The financial sector in Namibia is facing a challenging environment, with the economy slowing down and risks mounting. According to a recent report by the International Monetary Fund (IMF), the country’s financial sector has become increasingly interconnected, with banks holding significant shares of government debt.

Interconnectedness and Risk


The IMF report highlights the interconnectedness of Namibia’s financial sector, with 31 institutions surveyed showing a network of exposures. Banks are particularly exposed to government assets, accounting for around 12% of their total assets in 2016. The government’s growing public debt burden is also reinforcing its strong sovereign-bank link.

Slowing Economy and Risks


Namibia’s economy has been slowing down sharply since 2016, with growth rates decelerating significantly. The country’s former engines of growth, including commodity prices and revenues from the Southern African Customs Union (SACU), have stalled. The government has announced a multi-year spending consolidation plan to address its growing public debt burden.

Household Leverage and Vulnerability


Households in Namibia are highly leveraged, with a debt-to-disposable income ratio of around 85% at end-2016. This makes them vulnerable to shocks, but assessing their exposure is difficult due to limited household balance sheet data.

Financial Cycle and Credit Growth


The financial cycle has turned down sharply recently, with credit growth decelerating to around 5% at end-2017. The credit-to-GDP ratio, which had rapidly accelerated since 2013, is plateauing at around 55%. Banks have an elevated exposure to mortgages, accounting for more than half of their loans.

Outlook and Risks


The outlook for Namibia’s financial sector is uncertain, with risks tilted to the downside.
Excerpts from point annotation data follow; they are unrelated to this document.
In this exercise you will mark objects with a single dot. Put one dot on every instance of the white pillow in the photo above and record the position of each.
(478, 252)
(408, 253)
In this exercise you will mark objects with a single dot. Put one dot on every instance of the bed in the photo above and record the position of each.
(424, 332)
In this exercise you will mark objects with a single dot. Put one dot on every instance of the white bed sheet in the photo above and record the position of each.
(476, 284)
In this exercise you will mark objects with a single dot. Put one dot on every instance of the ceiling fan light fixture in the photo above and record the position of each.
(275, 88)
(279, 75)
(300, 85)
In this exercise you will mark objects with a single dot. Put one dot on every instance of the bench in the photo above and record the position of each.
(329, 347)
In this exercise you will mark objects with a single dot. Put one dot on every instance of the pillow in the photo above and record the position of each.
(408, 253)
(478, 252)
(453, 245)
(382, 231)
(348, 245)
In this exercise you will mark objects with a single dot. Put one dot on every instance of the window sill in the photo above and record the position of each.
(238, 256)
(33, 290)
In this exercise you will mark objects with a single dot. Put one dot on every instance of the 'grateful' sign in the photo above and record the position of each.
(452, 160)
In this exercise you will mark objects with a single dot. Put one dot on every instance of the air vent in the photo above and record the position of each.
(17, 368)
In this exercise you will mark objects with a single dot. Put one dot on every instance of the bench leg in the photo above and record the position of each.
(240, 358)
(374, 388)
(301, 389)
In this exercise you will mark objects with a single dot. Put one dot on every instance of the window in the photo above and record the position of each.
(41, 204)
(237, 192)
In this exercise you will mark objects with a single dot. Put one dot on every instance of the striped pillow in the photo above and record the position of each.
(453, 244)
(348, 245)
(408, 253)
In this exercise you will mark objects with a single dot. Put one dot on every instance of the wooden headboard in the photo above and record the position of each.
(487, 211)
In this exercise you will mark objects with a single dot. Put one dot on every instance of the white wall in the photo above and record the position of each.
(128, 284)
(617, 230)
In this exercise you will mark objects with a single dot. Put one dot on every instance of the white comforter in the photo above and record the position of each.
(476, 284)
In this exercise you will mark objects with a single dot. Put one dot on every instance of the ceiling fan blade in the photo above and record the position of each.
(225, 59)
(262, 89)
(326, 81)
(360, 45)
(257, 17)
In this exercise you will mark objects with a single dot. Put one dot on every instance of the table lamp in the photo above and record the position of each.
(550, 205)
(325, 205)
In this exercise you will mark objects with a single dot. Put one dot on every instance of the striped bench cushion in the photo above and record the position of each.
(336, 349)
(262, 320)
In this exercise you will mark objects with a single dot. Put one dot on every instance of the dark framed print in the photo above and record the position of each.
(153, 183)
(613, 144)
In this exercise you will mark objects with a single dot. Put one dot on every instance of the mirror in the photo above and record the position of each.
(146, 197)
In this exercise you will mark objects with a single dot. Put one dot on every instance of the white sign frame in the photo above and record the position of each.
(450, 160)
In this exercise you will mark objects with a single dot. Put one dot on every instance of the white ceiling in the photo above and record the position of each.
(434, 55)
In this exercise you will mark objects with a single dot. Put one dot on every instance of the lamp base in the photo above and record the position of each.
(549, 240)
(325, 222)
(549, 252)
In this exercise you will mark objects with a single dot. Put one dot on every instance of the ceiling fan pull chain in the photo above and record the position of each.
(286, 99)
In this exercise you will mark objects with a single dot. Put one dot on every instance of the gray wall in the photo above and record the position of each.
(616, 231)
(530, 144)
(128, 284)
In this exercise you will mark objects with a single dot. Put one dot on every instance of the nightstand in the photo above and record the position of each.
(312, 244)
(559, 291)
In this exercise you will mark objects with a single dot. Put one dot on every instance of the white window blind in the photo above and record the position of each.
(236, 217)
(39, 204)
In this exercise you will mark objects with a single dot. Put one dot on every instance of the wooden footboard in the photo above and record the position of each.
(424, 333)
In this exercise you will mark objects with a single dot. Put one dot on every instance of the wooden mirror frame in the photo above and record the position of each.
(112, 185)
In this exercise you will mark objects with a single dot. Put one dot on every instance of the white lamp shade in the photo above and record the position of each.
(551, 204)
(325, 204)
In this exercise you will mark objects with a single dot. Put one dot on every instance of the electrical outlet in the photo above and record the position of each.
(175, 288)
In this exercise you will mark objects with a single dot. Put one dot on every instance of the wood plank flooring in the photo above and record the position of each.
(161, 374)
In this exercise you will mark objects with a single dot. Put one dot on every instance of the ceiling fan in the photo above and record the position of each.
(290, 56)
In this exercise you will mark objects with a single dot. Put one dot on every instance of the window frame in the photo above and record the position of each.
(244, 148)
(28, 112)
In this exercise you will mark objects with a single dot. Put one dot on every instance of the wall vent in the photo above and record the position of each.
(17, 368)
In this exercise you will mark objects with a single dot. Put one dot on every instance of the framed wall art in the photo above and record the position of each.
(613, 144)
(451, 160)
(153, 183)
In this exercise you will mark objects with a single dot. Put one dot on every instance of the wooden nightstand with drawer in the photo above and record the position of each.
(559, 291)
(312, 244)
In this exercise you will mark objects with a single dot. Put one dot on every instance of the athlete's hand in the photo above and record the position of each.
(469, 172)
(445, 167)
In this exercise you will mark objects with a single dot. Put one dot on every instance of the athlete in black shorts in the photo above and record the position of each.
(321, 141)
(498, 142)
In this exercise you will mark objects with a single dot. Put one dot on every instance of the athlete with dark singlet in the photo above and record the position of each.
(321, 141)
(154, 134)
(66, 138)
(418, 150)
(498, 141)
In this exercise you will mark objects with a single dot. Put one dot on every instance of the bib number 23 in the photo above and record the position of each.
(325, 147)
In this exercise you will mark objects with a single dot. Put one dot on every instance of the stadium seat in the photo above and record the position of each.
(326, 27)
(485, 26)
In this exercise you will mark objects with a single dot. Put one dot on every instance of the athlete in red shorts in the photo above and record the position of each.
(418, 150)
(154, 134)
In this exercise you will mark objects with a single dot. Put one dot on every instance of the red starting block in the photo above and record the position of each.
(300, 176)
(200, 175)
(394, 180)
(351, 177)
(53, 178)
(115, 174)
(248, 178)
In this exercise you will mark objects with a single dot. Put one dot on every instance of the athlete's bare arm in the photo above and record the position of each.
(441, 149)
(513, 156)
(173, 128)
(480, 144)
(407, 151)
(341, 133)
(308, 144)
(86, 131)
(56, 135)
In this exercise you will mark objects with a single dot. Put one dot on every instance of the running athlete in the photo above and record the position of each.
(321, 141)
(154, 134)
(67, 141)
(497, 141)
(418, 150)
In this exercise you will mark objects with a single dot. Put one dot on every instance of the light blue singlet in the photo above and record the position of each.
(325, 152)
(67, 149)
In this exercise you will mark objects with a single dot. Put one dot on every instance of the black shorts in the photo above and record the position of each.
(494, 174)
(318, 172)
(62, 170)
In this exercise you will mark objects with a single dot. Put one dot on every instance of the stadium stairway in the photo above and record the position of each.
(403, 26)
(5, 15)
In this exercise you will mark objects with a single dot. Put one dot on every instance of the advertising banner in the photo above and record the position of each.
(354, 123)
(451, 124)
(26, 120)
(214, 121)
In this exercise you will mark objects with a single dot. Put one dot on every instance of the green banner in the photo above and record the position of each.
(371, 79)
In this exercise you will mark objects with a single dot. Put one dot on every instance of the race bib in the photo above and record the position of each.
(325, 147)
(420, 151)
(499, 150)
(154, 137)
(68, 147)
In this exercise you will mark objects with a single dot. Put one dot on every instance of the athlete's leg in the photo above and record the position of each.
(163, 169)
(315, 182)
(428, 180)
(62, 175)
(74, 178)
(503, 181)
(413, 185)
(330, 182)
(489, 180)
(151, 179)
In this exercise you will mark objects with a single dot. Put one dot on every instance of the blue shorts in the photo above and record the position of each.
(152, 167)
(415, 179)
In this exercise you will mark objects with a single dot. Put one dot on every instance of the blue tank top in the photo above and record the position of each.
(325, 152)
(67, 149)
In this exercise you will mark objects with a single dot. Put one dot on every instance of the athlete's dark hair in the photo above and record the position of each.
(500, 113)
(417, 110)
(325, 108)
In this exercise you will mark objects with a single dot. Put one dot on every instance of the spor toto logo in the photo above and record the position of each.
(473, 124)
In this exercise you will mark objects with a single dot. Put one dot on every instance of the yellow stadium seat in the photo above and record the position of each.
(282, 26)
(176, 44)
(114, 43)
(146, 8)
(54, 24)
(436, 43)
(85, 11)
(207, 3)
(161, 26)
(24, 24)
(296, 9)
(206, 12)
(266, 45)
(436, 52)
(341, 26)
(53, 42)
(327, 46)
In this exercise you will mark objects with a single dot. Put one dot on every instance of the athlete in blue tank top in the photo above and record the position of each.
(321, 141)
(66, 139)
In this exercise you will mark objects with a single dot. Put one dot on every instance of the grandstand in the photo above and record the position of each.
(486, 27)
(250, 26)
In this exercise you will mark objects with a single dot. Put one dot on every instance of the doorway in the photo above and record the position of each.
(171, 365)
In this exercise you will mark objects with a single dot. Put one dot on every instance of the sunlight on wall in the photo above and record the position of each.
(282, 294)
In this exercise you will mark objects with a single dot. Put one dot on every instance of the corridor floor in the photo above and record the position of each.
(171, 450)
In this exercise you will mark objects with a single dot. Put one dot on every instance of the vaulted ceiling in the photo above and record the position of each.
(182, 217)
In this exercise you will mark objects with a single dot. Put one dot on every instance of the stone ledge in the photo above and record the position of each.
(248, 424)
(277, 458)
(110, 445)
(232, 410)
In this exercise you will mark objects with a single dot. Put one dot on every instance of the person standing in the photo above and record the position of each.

Domestic risks include:

  • Possible fiscal slippages
  • Slower growth in mining and construction
  • A sudden correction in overvalued housing prices

External risks arise from:

  • Further declines in SACU revenue
  • Lower demand for key exports
  • Subdued commodity prices
  • Tighter global financial conditions

In conclusion, Namibia’s financial sector is facing significant challenges, including interconnectedness, slowing economy, household leverage, and credit growth deceleration. The government’s growing public debt burden also poses risks to the financial sector. The IMF report highlights the need for policymakers to address these risks and develop a comprehensive strategy to support economic growth and stability in Namibia.